The airplane will be stationed at Victorville for approximately three weeks. The crew will conduct ground-effects testing. among other activities. During ground-effects testing, the pilots fly the airplane very close to the runway to gather data regarding the aerodynamic effects and performance of the airplane during the takeoff and landing phases of flight. Quantifying this performance is part of the certification requirements for all new airplanes.

"Victorville's airfield is the former George Air Force Base," said Randy Neville, chief pilot for ZA002. "There is ample ramp space for parking and plenty of onsite facilities. There is a long runway and plenty of level, clear land along the approach to the runway. We can operate there without disrupting air traffic control or other commercial aircraft."

A crew of more than 150 employees will be stationed at Victorville while the airplane is there. These include the flight test engineers and support personnel required to prepare the airplane for each day's flights and to monitor performance and test equipment.

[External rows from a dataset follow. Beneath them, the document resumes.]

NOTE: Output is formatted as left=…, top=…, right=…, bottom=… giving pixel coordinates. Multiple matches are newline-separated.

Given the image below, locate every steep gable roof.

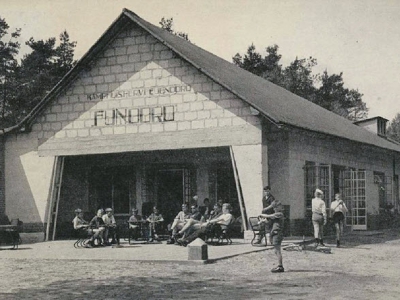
left=5, top=8, right=400, bottom=153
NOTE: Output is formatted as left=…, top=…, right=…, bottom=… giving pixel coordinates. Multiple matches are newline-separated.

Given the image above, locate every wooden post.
left=230, top=146, right=248, bottom=231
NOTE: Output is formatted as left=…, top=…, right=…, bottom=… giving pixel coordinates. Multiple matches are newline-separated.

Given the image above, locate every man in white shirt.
left=102, top=208, right=119, bottom=246
left=177, top=203, right=233, bottom=246
left=312, top=189, right=327, bottom=247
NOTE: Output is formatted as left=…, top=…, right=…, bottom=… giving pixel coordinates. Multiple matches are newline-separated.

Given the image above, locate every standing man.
left=256, top=186, right=275, bottom=245
left=259, top=199, right=285, bottom=273
left=312, top=189, right=327, bottom=247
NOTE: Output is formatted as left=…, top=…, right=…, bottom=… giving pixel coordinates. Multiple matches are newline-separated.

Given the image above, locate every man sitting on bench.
left=177, top=203, right=233, bottom=246
left=87, top=209, right=106, bottom=247
left=72, top=208, right=104, bottom=248
left=167, top=203, right=190, bottom=244
left=102, top=208, right=119, bottom=246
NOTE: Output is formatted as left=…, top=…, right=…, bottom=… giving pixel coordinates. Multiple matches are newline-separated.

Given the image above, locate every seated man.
left=87, top=209, right=106, bottom=247
left=128, top=208, right=147, bottom=240
left=178, top=204, right=221, bottom=238
left=102, top=208, right=119, bottom=246
left=189, top=205, right=204, bottom=222
left=167, top=203, right=190, bottom=244
left=72, top=208, right=89, bottom=230
left=146, top=206, right=164, bottom=242
left=177, top=203, right=233, bottom=246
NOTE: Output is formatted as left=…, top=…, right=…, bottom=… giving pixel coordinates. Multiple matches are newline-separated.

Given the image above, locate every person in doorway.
left=217, top=199, right=224, bottom=208
left=146, top=206, right=164, bottom=242
left=312, top=189, right=327, bottom=247
left=330, top=193, right=348, bottom=247
left=102, top=208, right=119, bottom=246
left=258, top=199, right=285, bottom=273
left=200, top=198, right=212, bottom=219
left=191, top=195, right=199, bottom=207
left=87, top=209, right=106, bottom=247
left=255, top=186, right=275, bottom=245
left=167, top=203, right=191, bottom=244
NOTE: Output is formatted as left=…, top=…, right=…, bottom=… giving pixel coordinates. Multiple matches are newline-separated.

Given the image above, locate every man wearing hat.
left=312, top=189, right=327, bottom=247
left=102, top=208, right=119, bottom=245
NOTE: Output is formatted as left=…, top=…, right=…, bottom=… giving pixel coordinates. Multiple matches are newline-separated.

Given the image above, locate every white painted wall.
left=231, top=144, right=263, bottom=225
left=5, top=133, right=55, bottom=223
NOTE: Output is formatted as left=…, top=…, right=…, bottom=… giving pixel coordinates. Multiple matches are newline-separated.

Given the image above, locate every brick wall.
left=30, top=23, right=261, bottom=156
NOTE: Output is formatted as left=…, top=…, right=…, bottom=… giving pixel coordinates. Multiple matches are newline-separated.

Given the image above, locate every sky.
left=1, top=0, right=400, bottom=122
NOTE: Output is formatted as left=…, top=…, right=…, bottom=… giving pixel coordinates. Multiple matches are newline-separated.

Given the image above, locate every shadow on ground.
left=0, top=272, right=373, bottom=300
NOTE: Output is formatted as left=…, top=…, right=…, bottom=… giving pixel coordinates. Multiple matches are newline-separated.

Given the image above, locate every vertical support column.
left=231, top=144, right=264, bottom=226
left=0, top=136, right=5, bottom=215
left=196, top=167, right=209, bottom=206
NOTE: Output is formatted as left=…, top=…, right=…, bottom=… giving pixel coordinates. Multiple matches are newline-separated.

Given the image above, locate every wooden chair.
left=0, top=216, right=22, bottom=249
left=248, top=217, right=267, bottom=246
left=206, top=217, right=236, bottom=245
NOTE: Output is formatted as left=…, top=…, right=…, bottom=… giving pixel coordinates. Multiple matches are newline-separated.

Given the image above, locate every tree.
left=159, top=17, right=190, bottom=41
left=0, top=17, right=20, bottom=126
left=233, top=44, right=368, bottom=121
left=387, top=114, right=400, bottom=143
left=12, top=32, right=77, bottom=123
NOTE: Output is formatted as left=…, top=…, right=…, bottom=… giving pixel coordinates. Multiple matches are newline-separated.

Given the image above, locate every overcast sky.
left=2, top=0, right=400, bottom=121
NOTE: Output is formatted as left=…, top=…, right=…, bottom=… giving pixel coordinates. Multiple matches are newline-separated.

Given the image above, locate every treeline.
left=0, top=17, right=76, bottom=128
left=0, top=16, right=390, bottom=134
left=160, top=17, right=369, bottom=122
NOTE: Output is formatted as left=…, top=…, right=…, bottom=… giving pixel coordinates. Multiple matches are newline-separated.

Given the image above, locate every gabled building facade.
left=1, top=9, right=399, bottom=240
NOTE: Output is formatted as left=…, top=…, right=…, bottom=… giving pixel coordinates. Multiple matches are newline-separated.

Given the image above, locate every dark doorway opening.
left=157, top=169, right=184, bottom=225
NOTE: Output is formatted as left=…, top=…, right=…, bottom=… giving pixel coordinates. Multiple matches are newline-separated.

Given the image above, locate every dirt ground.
left=1, top=230, right=400, bottom=300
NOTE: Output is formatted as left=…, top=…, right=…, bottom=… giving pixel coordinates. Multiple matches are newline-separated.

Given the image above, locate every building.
left=1, top=9, right=399, bottom=241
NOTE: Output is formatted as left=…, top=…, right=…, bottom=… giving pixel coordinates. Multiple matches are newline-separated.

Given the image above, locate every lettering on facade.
left=93, top=106, right=175, bottom=126
left=87, top=85, right=192, bottom=101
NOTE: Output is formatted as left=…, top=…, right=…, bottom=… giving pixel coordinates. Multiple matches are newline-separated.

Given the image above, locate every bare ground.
left=1, top=230, right=400, bottom=300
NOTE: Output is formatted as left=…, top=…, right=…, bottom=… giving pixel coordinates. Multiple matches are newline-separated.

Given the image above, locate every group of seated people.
left=167, top=202, right=234, bottom=246
left=72, top=208, right=119, bottom=248
left=72, top=200, right=234, bottom=248
left=128, top=206, right=164, bottom=242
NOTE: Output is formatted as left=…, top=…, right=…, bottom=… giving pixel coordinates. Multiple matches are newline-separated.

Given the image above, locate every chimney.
left=354, top=117, right=388, bottom=137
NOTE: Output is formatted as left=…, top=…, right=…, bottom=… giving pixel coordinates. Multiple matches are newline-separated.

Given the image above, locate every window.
left=374, top=172, right=393, bottom=209
left=304, top=162, right=331, bottom=210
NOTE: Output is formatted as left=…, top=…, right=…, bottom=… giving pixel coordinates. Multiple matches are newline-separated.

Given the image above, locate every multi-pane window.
left=304, top=162, right=331, bottom=210
left=344, top=170, right=366, bottom=229
left=374, top=172, right=393, bottom=209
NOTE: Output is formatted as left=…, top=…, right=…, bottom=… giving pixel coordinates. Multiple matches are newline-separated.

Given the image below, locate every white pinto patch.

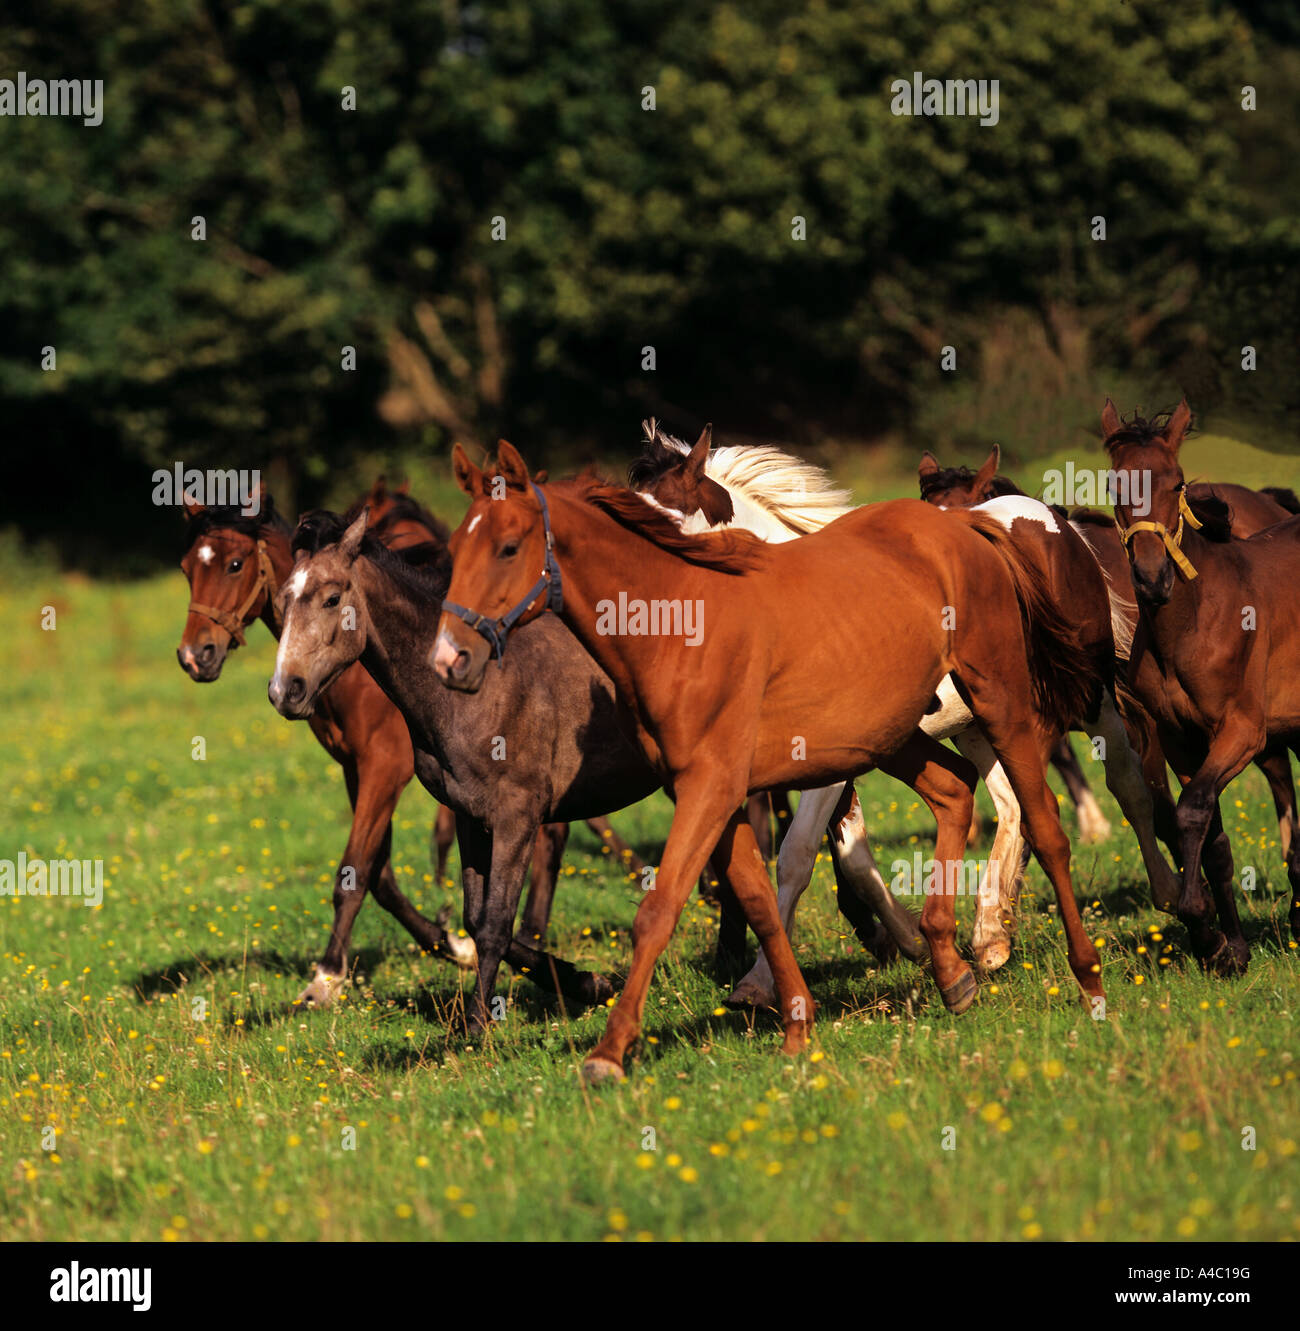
left=974, top=494, right=1060, bottom=534
left=466, top=513, right=483, bottom=535
left=198, top=544, right=214, bottom=564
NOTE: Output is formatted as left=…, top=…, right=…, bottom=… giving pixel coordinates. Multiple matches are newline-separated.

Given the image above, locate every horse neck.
left=352, top=554, right=448, bottom=726
left=260, top=528, right=294, bottom=637
left=546, top=489, right=716, bottom=696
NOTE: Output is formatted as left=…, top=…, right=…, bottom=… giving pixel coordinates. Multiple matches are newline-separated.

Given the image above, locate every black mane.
left=1102, top=406, right=1195, bottom=453
left=182, top=495, right=290, bottom=552
left=918, top=465, right=1022, bottom=503
left=292, top=510, right=452, bottom=602
left=626, top=434, right=685, bottom=489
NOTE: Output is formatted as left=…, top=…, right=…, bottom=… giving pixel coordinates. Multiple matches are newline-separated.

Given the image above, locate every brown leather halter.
left=186, top=539, right=280, bottom=646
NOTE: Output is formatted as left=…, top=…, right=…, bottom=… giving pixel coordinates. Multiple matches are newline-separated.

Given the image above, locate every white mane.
left=642, top=422, right=854, bottom=544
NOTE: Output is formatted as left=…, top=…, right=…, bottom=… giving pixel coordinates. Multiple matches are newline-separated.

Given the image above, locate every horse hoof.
left=940, top=969, right=978, bottom=1014
left=296, top=968, right=344, bottom=1008
left=973, top=938, right=1011, bottom=974
left=582, top=1057, right=626, bottom=1086
left=1204, top=937, right=1249, bottom=978
left=724, top=977, right=775, bottom=1010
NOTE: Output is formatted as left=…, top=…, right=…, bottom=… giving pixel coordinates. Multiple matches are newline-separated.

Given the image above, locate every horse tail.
left=954, top=511, right=1104, bottom=734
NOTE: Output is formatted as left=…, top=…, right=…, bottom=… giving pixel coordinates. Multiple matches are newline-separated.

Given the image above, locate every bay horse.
left=177, top=488, right=485, bottom=1007
left=1104, top=398, right=1300, bottom=968
left=433, top=441, right=1105, bottom=1083
left=920, top=442, right=1300, bottom=888
left=632, top=425, right=1166, bottom=1001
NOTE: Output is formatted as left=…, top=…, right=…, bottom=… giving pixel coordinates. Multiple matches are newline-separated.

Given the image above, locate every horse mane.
left=564, top=475, right=765, bottom=572
left=1065, top=506, right=1115, bottom=529
left=633, top=423, right=854, bottom=535
left=1259, top=485, right=1300, bottom=515
left=291, top=510, right=452, bottom=601
left=183, top=495, right=291, bottom=550
left=1101, top=406, right=1195, bottom=454
left=343, top=488, right=450, bottom=545
left=918, top=464, right=1023, bottom=504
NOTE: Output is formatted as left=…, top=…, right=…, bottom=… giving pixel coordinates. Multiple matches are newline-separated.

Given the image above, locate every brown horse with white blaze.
left=433, top=442, right=1104, bottom=1084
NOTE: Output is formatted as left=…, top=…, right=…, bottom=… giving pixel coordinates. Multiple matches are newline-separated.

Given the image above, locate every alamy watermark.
left=152, top=464, right=261, bottom=516
left=1, top=854, right=104, bottom=908
left=890, top=853, right=998, bottom=899
left=1041, top=462, right=1150, bottom=515
left=595, top=592, right=704, bottom=647
left=0, top=73, right=103, bottom=127
left=890, top=72, right=999, bottom=127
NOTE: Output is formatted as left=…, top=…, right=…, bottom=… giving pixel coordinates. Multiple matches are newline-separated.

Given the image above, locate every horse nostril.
left=286, top=676, right=306, bottom=704
left=198, top=642, right=216, bottom=665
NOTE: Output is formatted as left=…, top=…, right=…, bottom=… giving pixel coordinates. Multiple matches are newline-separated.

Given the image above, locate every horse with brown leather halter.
left=1104, top=397, right=1300, bottom=969
left=433, top=441, right=1104, bottom=1084
left=179, top=486, right=575, bottom=1009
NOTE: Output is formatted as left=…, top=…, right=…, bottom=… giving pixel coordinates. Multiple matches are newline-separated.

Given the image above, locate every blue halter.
left=442, top=482, right=563, bottom=665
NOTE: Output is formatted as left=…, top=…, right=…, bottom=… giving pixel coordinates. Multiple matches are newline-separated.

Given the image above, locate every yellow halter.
left=1119, top=487, right=1204, bottom=581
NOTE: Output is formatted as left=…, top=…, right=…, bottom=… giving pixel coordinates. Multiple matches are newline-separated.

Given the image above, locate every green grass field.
left=1, top=553, right=1297, bottom=1243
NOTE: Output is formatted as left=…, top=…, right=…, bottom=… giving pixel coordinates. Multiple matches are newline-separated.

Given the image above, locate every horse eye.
left=500, top=543, right=519, bottom=559
left=324, top=593, right=341, bottom=609
left=227, top=558, right=243, bottom=573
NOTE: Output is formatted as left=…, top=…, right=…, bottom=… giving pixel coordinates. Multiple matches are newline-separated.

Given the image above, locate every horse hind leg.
left=954, top=669, right=1103, bottom=1008
left=952, top=728, right=1027, bottom=974
left=1093, top=689, right=1182, bottom=913
left=1258, top=743, right=1297, bottom=866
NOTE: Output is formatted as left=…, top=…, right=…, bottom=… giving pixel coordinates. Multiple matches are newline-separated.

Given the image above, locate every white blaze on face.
left=272, top=567, right=310, bottom=680
left=198, top=544, right=214, bottom=564
left=466, top=513, right=483, bottom=535
left=974, top=495, right=1061, bottom=534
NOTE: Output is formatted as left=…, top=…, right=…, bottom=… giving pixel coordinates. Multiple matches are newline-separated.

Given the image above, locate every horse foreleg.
left=1093, top=689, right=1181, bottom=912
left=727, top=783, right=843, bottom=1009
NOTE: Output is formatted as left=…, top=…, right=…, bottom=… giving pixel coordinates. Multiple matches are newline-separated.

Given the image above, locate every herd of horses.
left=177, top=398, right=1300, bottom=1084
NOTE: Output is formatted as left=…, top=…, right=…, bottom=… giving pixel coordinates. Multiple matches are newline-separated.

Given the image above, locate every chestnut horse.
left=177, top=487, right=478, bottom=1007
left=920, top=442, right=1300, bottom=885
left=433, top=442, right=1104, bottom=1083
left=632, top=426, right=1167, bottom=998
left=1104, top=399, right=1300, bottom=968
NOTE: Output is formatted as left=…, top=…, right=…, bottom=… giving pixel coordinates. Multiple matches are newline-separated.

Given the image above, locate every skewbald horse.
left=433, top=441, right=1104, bottom=1084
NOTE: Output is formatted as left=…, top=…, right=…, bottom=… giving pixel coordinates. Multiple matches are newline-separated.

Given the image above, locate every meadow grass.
left=1, top=565, right=1296, bottom=1243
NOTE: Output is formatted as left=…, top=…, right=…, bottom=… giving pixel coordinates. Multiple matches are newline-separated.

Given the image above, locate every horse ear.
left=495, top=440, right=531, bottom=490
left=686, top=424, right=713, bottom=478
left=532, top=468, right=549, bottom=484
left=339, top=508, right=368, bottom=562
left=1164, top=397, right=1193, bottom=453
left=292, top=545, right=309, bottom=566
left=369, top=475, right=388, bottom=505
left=183, top=496, right=206, bottom=518
left=918, top=450, right=940, bottom=479
left=396, top=477, right=410, bottom=495
left=452, top=443, right=483, bottom=497
left=972, top=443, right=1000, bottom=495
left=1101, top=398, right=1122, bottom=442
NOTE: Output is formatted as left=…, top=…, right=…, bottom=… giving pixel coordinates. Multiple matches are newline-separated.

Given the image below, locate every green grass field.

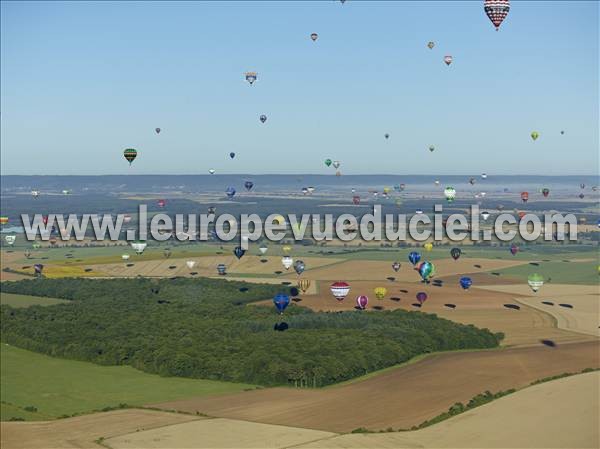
left=0, top=293, right=70, bottom=308
left=0, top=345, right=254, bottom=421
left=496, top=259, right=599, bottom=285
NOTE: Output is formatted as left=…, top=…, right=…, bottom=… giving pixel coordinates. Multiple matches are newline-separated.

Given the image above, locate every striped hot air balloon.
left=356, top=295, right=368, bottom=310
left=484, top=0, right=510, bottom=31
left=330, top=281, right=350, bottom=301
left=297, top=279, right=311, bottom=293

Boeing also announced that it has added a fourth 787 Dreamliner to its flight-test fleet with the completion of the first flight of ZA003. The airplane departed Paine Field in Everett, Wash., at 10:55 a.m. (Pacific time) and landed at 2:01 p.m. at Boeing Field in Seattle. 

Captains Ray Craig and Mike Bryan piloted the airplane on its three-hour-and-six-minute flight. ZA003 is the final 787 with Rolls-Royce Trent 1000 engines to enter the flight-test program. "We've done a significant amount of ground testing on the new systems on ZA003 in preparation for first flight. Engineering, manufacturing and flight operations have really pulled together as a team to enable first flight," said Craig. "It has been very rewarding to watch the Boeing team pull together in support of this milestone."

ZA003 is the only 787 in the flight test fleet that will include elements of the passenger interior features, including cabin and crew support systems. The 787 is introducing new passenger amenities and provisions for a more comfortable flying experience. Among the new features are improved lighting, bigger stowage bins, larger windows with electrochromatic shades and redesigned lavatories with easier access.

In addition to demonstrating that the interior meets certification requirements, ZA003 will be used to conduct tests on systems, noise performance, flight-deck operations, avionics, electromagnetic effects, high-intensity radio frequency response and extended operations (ETOPS).